Progressive Distillation is Critical: Its removal results in a 1.7% drop; removing the recovery stage results in a 1.4% drop.
Efficiency: A compression ratio of 14× (~189 → ~13-17 tokens) is achieved with only a 3% drop in average accuracy (61.1 → 58.0).
Interpretability: The interpreter can reconstruct almost complete captions and reasoning from hidden states, proving they carry genuine reasoning information.

Highlights & Insights¶

Scale and Rigor: First to achieve latent CoT compression with rigorous information-theoretic analysis and interpretable verification at the MLLM scale (11B).
Theoretical Formalization: Theorem 3.1 provides a rare formal baseline for the latent reasoning field by quantifying the \(I(Y;\langle CoTs\rangle|X)>0\) requirement.
Interpretability as Diagnosis: The interpreter serves as both a diagnostic tool for information volume and an alignment/safety tool by revealing "what the model is thinking" in its hidden states.
Balanced Design: Stage-shared tokens balance expressive power with vocabulary overhead.

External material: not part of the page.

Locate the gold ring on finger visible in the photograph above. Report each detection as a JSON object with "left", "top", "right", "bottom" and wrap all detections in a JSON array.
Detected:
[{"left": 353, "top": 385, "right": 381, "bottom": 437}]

Limitations & Future Work¶

Mathematical Bottleneck: Obvious performance drop in MathVista suggests 13-17 hidden tokens cannot capture complex arithmetic chains.
Manual Granularity: The "one token per stage" design is heuristic; adaptive stage numbers or token counts were not explored.
Dependency: Heavily relies on the stage divisions of the LLaVA-CoT dataset.
Training Cost: Multiple interpreters (one per stage) increase training resource requirements linearly.
Scale: Unknown performance on larger models (34B+) or closed-source models like GPT-4V.

vs. Coconut (Hao et al., 2024): Coconut focused on GPT-2 and single-task math; Heima scales to 11B MLLM with a broader benchmark suite and professional theoretical framework.
vs. Cheng & Van Durme 2024: Unlike continuous embedding compression which degrades math accuracy significantly, Heima's discrete stage-token approach with progressive distillation mitigates catastrophic degradation.
vs. Speculative Decoding/Medusa: These optimize autoregressive parallelization; Heima operates on the representation dimension and can be combined with these methods.

Rating¶

Novelty: ⭐⭐⭐⭐⭐ First stage-token latent CoT on MLLM with information-theoretic and interpreter validation.
Experimental Thoroughness: ⭐⭐⭐⭐ Extensive benchmarks and ablations, though lacks wall-clock latency and RLHF comparisons.
Writing Quality: ⭐⭐⭐⭐⭐ Clear theoretical sections and vivid motivating examples.
Value: ⭐⭐⭐⭐⭐ Addresses the primary deployment bottleneck of MLLMs with 14× compression at minimal accuracy cost. Code is open-sourced.